浅井一文字

浅井一文字(あざいいちもんじ)  

太刀
銘一
二尺一寸六分

  • 享保名物帳所載

    浅井一文字 在銘長二尺一寸六分 代千五百貫 松平美濃守殿
    江州浅井備前守長政殿所持、其後如何なる伝なるや尾張大納言殿御若年の時御所持、元和三年丁巳年四月四日守家三枚の御太刀筑前守殿に下さると御帳にある由光室覚書に在り、其刻一所に拝領歟松姫君様御入輿以後右刀千貫にて松平美濃守殿へ宰相殿より被遣、其後来り代上る

    • いつごろからか分からないが、元和三年に守家三枚を拝領したと本阿弥家の記録にありその時に共に尾張家に伝来したという。その後、松姫(尾張3代綱誠の娘、綱吉養女)が前田吉徳に嫁いだ宝永5年(1708年)以降に美濃守殿(柳沢家)へ伝わったという。
  • 本阿弥家伝名物帳」では加賀守殿(前田家)、芍薬亭本名物帳では美濃守殿(柳沢家)となっており、この間に柳沢家に譲渡されたと見られる。

由来  

  • 北近江の戦国大名浅井(あざい)長政所持にちなむ。

来歴  

  • 織田信長が所持。
  • 永禄11年頃、浅井家との同盟が成り、お市の方が輿入れしている。その際に、信長から一文字を、また長政からは石割兼光を贈ったという。

    永正十一年七月二十八日に信長卿より浅井備前守方へ使節を以申させ給ふは、(略)備前守には一文字宗吉の御太刀并に鎗百本、しちら百端、具足一領、御馬一疋を引給ふ。父久政には黄金五十枚、御太刀一振を給はる。(略)其時長政は家重代の備前兼光太刀、名を石わりといふ一腰、近江綿二百把、同じく国の名物布百疋、月毛の馬一匹、定家卿の藤川にて被レ遊し近江名所つくしの歌書二册進上して御禮申上る。
    (浅井三代記)

    • 信長より:一文字宗吉→長政、御太刀一振→久政
    • 信長へ:備前兼光太刀「石わり」
    • ※この時の一文字が浅井一文字かどうかは不明。
  • 天正元年(1573年)8月に浅井長政が自害すると、一文字の刀は形見として長女茶々(淀殿)に伝わる。
  • 大坂の役で行方不明となるが、後に尾張徳川家に伝わる。
  • 元和3年(1617年)4月、尾張義直が将軍秀忠に献上している。
    • 将軍家腰物帳には「丁巳四月四日、尾張宰相殿江御成ノ時進上」とあるが、御成ではなく拝謁の際に献上している。
  • 同年5月、秀忠から前田利常に下賜。本阿弥光室の覚書にも記されているという。
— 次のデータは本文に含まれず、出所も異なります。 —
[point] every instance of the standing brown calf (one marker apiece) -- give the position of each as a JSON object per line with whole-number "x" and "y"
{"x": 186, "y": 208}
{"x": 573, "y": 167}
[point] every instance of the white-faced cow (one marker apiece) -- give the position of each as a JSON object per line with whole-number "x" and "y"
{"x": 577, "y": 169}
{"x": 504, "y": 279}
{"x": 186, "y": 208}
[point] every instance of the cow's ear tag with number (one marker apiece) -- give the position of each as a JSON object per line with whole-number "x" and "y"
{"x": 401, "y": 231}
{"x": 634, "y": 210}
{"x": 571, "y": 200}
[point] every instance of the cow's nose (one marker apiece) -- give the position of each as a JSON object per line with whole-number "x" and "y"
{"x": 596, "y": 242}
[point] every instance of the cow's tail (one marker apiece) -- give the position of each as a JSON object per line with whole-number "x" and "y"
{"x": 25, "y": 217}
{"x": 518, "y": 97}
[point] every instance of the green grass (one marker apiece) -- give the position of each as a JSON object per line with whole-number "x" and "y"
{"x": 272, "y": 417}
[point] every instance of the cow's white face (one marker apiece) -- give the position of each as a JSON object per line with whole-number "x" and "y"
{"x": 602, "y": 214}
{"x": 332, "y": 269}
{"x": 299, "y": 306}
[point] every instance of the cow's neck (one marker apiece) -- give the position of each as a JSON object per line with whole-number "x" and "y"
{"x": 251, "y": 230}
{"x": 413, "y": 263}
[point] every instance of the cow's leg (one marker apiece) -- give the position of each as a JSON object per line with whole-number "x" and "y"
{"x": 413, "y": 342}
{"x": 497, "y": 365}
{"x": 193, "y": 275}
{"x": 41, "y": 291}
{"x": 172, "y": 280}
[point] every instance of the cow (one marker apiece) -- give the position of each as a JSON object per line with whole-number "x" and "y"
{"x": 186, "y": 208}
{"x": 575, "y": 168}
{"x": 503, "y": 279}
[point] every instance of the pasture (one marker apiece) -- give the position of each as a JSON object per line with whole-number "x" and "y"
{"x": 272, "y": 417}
    十三日松平筑前守利常の邸に渡御あり。(略)廣間へ成せられて利常へ守家の御太刀。一文字の御刀。平野藤四郎の脇差。(此御脇差は中納言利長さきに献ぜし所なり。)

  • 寛文8年(1668年)に代千貫の折紙
  • 宝永5年(1708年)以降に柳沢吉保に譲っている。柳沢家の時に代千五百貫。
  • 廃藩置県後、明治4年(1871年)10月に柳沢家から売りに出されたものを、山県有朋が譲り受ける。
    • 明治5年(1872年)10月赤井梶蔵が拝領し、その後旧臣の土倉某が三百円で入手していたものを、日清戦争の戦勝記念として本阿弥光甫筆の巻物を添えて山縣に贈ったという。
  • 山県有朋の死後には養子の山縣伊三郎氏が所持したが、大正12年の関東大震災で消失。焼け跡から残骸も見つからなかったという。
    この時の記録では「長二尺六寸五分」となっているが誤記と思われる。